The Circle is about more than giving artists money. It’s about understanding and recognizing artists as agents of change who deserve a say in how wealth is redistributed. “We’re not only here to impact our own communities. We’re here to impact the entire financial social investment community,” Fay Darmawi said. “We are here to upend it completely and say if you don’t have an artist on your underwriting committee, you are not making systems change when you don’t have the actual change makers. It’s not you giving us money. We need to be at your table telling you how to give your money.”
Throughout the last year, the Giving Circle has done the very thing artists and leaders so rarely have the opportunity to do: dream, envision, imagine, learn, unlearn, remake, and transform. They have a mission, and they remain nimble, ready to jump into action and respond to emergent opportunities, but they have been able to take the time they need to create a model that is intentional and purposeful, taking advantage of how rare but abundant a resource time is.
“Colonization wants us to tell very linear stories and the ways that so many of us tell stories, even our process in this space, has been nonlinear in so many ways, and I want to uplift that as a value,” Maria Cherry Rangel said of their work.
“It’s about understanding and recognizing artists as agents of change who deserve a say in how wealth is redistributed.”
The Giving Circle dreamed up different funding models and economic models, looking to age-old ingenuity and existing modern, non-capitalist methods to create something truly regenerative. “We can look at really sophisticated indigenous practices and ways that we help regenerate each other in our current lives,” Binta Ayofemi explained. ”We can use that inspiration in creating the fund.”
They explored what success would look like, and also reframed failure and the pressures put on them as BIPOC artists. “A lot of times, at least in my experience in art and cultural spaces particularly as a black person, and for many people of color, failure isn’t celebrated or encouraged or given much space for or funded,” Darryl Ratcliff explained. “And I think it’s really interesting.
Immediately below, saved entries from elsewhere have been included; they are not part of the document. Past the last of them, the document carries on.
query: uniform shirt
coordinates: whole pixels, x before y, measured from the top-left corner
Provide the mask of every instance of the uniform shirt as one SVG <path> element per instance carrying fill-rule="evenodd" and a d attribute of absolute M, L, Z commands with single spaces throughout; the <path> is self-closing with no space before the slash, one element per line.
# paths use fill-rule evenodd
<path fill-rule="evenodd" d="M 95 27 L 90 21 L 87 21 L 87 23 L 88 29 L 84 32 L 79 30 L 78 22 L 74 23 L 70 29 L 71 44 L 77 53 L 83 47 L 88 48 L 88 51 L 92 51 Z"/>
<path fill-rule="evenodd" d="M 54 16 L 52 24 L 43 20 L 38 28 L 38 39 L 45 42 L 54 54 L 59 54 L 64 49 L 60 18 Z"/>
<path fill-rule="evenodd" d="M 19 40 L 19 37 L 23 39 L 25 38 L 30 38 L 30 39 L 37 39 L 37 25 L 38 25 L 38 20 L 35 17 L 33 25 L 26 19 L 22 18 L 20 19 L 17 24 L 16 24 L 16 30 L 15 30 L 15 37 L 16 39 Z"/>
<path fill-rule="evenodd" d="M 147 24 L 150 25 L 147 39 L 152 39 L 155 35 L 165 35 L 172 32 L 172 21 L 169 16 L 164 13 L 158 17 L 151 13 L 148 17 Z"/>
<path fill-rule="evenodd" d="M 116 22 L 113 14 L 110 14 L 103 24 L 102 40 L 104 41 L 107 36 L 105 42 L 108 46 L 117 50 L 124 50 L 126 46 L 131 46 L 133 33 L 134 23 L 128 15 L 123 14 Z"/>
Can this be a space that helps fund that experimentation, that failure that you need to get to where we all want to go?”
A group of strangers coming together for a series of workshops and finding so much solidarity that they decided to form a collective is remarkable—what’s even more remarkable is that this all happened virtually. Every month the group met (mostly on Zoom), calling in from home offices, studios, community spaces, cars, parking lots, on set, and more and were able to establish trust and a rare kind of kinship that comes with building something radical with each other and for each other.
“There’s something too that I find interesting, just across the geographical spaces that we’re in,” Victoria Rae Moore explained, of creating the collective virtually. “[With this work,] you imagine people interacting in physical space with one another, and we don’t do that at all yet. That’s something that speaks really loudly to this particular moment in history. There’s so much discovery happening in this group coming together and the processes that we’re forging along the way.”
The Artist-Led Giving Circle continues their work to develop a regenerative model for funding that acknowledges and supports BIPOC artists like themselves and the everyday groundbreaking work that they do for their communities. Every day, they are building the future itself—drawing knowledge from their ancestors to create a world fit for their own descendants.
“I’m thinking of the great great grandchildren of this group,” Allison Akootchook Warden said. “When we’re thinking of the future, we’re thinking about young people and helping young people create something new or learn from what we created. We can give tools and guidelines for people who are looking at alternative models and the future.”